The survey covers the period ended June 8 and is based on information received from about 2,500 stations by the Camarillo, California-based company. The price is down 11.62 cents from a year earlier. The highest average this year was $3.9671 during the two weeks ended April 6.
“Europeans’ misfortunes are American fuel consumers gain,” Trilby Lundberg, president of Lundberg Survey, said today in a telephone interview. “Our dollar looks strong against the weaker euro, which has reduced the price of crude.”
Prices at the pump fell as West Texas Intermediate crude for July delivery on the New York Mercantile Exchange slid $7.38, or 8.1 percent, in three weeks to $84.10 a barrel on June 8. Futures have declined 23 percent since reaching a year-to- date high of $109.77 on Feb. 24.
Gasoline futures for June delivery on the Nymex sank 20.43 cents, or 7.1 percent, during the period to $2.6852. Gasoline has lost 21 percent since reaching a 2012 high of $3.4166 on March 26.
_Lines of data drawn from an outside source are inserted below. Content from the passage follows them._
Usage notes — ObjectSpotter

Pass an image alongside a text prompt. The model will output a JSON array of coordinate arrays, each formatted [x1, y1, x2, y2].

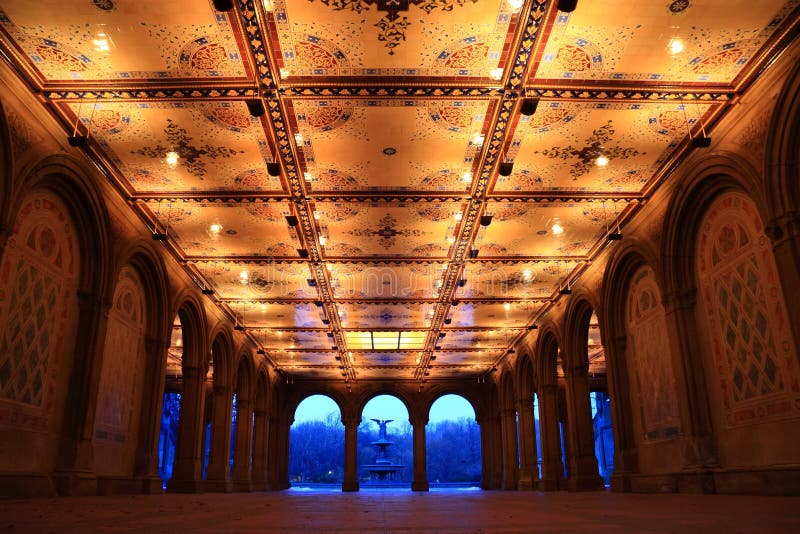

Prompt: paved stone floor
[[0, 490, 800, 534]]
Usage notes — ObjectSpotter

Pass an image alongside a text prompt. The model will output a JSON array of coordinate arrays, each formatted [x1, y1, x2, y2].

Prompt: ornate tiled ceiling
[[0, 0, 800, 382]]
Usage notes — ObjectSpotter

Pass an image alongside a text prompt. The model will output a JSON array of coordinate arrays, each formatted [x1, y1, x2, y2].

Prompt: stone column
[[232, 397, 253, 491], [539, 384, 564, 491], [253, 409, 269, 491], [409, 417, 429, 491], [267, 412, 281, 491], [342, 417, 361, 491], [664, 288, 719, 493], [500, 408, 519, 490], [167, 367, 205, 493], [489, 415, 503, 489], [53, 291, 111, 495], [204, 385, 233, 492], [133, 336, 169, 493], [517, 398, 539, 490], [565, 362, 603, 491]]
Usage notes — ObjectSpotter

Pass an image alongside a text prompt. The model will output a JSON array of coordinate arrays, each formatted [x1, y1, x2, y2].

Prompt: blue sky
[[294, 395, 475, 423]]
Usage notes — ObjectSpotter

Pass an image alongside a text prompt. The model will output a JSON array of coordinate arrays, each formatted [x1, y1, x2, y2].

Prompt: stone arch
[[600, 240, 658, 484], [0, 101, 14, 223], [9, 155, 114, 299], [764, 55, 800, 218], [659, 153, 769, 300], [695, 192, 800, 474], [0, 189, 83, 494]]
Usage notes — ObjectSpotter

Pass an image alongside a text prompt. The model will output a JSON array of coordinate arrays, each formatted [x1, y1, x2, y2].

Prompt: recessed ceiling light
[[667, 37, 685, 56]]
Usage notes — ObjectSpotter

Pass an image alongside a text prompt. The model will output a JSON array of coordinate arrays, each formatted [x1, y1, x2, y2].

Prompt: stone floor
[[0, 490, 800, 534]]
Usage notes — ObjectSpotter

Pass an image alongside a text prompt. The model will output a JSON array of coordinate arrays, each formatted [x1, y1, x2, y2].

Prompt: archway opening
[[358, 395, 414, 489], [289, 395, 344, 490], [425, 395, 482, 488], [158, 315, 184, 489], [586, 312, 614, 486]]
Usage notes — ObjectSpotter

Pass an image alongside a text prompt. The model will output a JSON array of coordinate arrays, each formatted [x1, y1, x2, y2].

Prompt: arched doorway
[[289, 395, 344, 490], [425, 394, 482, 488], [158, 315, 184, 489], [358, 395, 414, 489]]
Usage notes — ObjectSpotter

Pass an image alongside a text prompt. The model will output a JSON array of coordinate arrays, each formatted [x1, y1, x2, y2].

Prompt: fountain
[[363, 419, 405, 483]]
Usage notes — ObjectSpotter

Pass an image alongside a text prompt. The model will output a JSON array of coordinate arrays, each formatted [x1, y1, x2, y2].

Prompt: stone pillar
[[167, 367, 205, 493], [764, 214, 800, 365], [232, 397, 253, 491], [342, 417, 360, 491], [253, 408, 269, 491], [517, 398, 539, 490], [203, 386, 233, 492], [565, 362, 603, 491], [605, 335, 639, 491], [53, 291, 111, 495], [664, 289, 719, 493], [489, 415, 503, 489], [500, 408, 519, 490], [409, 417, 429, 491], [133, 336, 169, 493], [539, 384, 564, 491], [267, 412, 281, 491]]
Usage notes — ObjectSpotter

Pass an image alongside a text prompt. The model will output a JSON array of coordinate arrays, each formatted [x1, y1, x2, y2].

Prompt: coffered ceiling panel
[[536, 0, 798, 83], [292, 99, 490, 193], [0, 0, 800, 385], [439, 329, 519, 351], [253, 329, 335, 352], [328, 262, 447, 299], [195, 261, 317, 299], [451, 302, 542, 328], [317, 202, 460, 258], [239, 301, 325, 329], [69, 102, 282, 192], [147, 201, 301, 257], [337, 303, 434, 328], [0, 0, 245, 80], [494, 102, 710, 192], [476, 202, 623, 258], [268, 0, 516, 78], [456, 261, 564, 299]]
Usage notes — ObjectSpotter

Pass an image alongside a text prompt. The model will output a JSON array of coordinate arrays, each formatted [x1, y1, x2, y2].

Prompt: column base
[[53, 469, 97, 497], [0, 472, 57, 499], [567, 475, 605, 491], [536, 478, 558, 491], [517, 477, 536, 491], [203, 479, 233, 493], [233, 480, 253, 493], [167, 478, 203, 493], [342, 482, 358, 491]]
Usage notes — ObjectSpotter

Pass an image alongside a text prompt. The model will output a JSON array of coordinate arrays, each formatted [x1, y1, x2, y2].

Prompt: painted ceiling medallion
[[131, 119, 242, 180], [535, 120, 645, 180], [309, 0, 478, 55], [669, 0, 691, 13]]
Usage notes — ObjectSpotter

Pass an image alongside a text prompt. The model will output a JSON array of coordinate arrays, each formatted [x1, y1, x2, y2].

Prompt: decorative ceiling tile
[[0, 0, 245, 81], [536, 0, 800, 83], [269, 0, 514, 77], [147, 201, 301, 258], [69, 102, 283, 193]]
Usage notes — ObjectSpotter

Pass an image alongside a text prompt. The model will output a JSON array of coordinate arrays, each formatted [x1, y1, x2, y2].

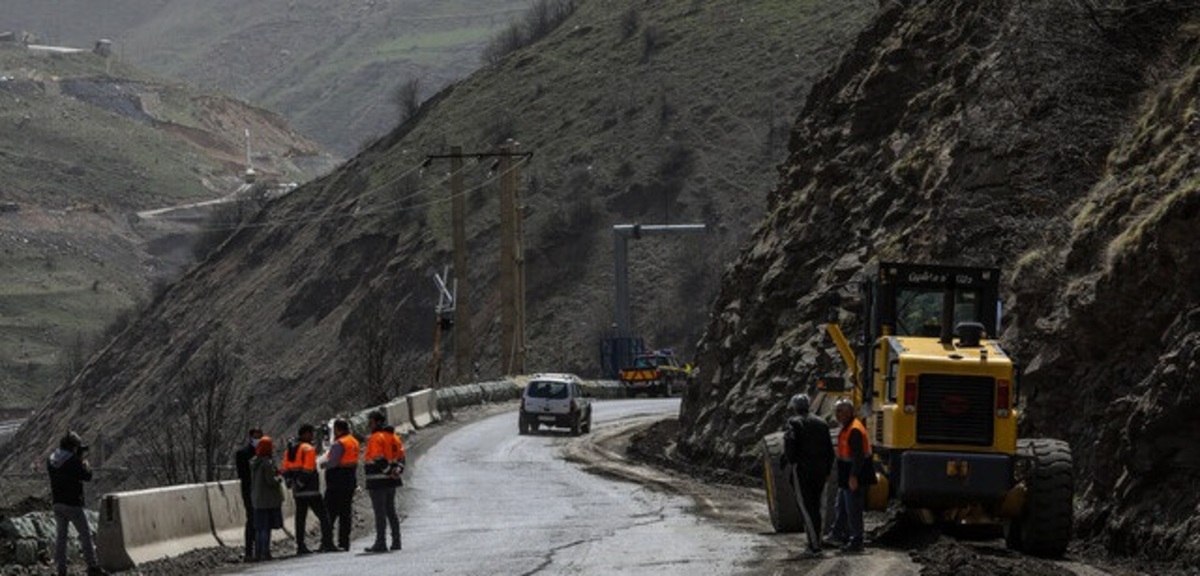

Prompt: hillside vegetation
[[0, 43, 330, 409], [680, 0, 1200, 566], [5, 0, 875, 494], [0, 0, 532, 156]]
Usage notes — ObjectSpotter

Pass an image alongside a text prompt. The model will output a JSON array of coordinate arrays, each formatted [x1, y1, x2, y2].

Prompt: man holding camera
[[46, 432, 108, 576]]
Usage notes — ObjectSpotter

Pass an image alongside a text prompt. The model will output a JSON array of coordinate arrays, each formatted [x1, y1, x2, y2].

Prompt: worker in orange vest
[[362, 410, 400, 552], [283, 424, 337, 556], [832, 398, 875, 553], [383, 426, 408, 550], [320, 420, 359, 552]]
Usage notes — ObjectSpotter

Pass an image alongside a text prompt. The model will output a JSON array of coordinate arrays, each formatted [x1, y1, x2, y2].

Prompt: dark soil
[[628, 418, 762, 487], [626, 419, 1200, 576]]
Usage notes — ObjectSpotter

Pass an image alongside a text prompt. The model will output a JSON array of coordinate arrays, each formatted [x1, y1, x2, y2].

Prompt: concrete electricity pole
[[450, 146, 473, 382], [425, 146, 533, 377], [500, 146, 526, 374]]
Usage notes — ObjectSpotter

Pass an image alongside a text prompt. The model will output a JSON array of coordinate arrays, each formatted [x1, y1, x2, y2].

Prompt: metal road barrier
[[93, 379, 622, 570]]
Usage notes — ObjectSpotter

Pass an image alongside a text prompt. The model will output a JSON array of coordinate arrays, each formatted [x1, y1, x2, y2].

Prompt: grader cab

Futures have fallen on concern that growth is slowing in the U.S. and China and that the European debt crisis is worsening and will reduce fuel demand. Economists at JPMorgan Chase & Co. in New York reduced their forecast for third-quarter U.S. economic growth to 2 percent from a previous estimate of 3 percent, citing the slowdown in hiring and the global economy.
China Rates
China last week cut interest rates for the first time since 2008 and lowered fuel prices to combat slower growth in the world’s second-largest economy.
European Central Bank President Mario Draghi at a June 6 press conference left the door open to a rate cut, while highlighting the limitations of the ECB’s tools in countering the region’s financial turmoil.
U.S. Federal Reserve Chairman Ben S. Bernanke told Congress on June 7 that the Fed is poised to act if Europe’s financial crisis threatens the U.S. recovery, while giving no clear signal of further easing in the near term. Bernanke on June 19-20 will lead the Federal Open Market Committee in a policy-setting meeting.
OPEC Meeting
Oil may rise this week as OPEC ministers gather to discuss the group’s output, U.S. crude supplies drop and countries take steps to bolster slowing economies, a Bloomberg survey showed.
Nine of 25 analysts, or 36 percent, forecast crude will advance through June 15. Eight respondents, or 32 percent, predicted that futures will decline and eight said there will be little change.
On Long Island, regular gasoline was $3.76 a gallon, according to Lundberg. Los Angeles-area retail stations averaged $4.11.
The highest price in the lower 48 U.S. states among the cities surveyed was in Seattle, where the average was $4.22 a gallon, Lundberg said. The lowest price was in Jackson, Mississippi, where customers paid an average of $3.18 a gallon.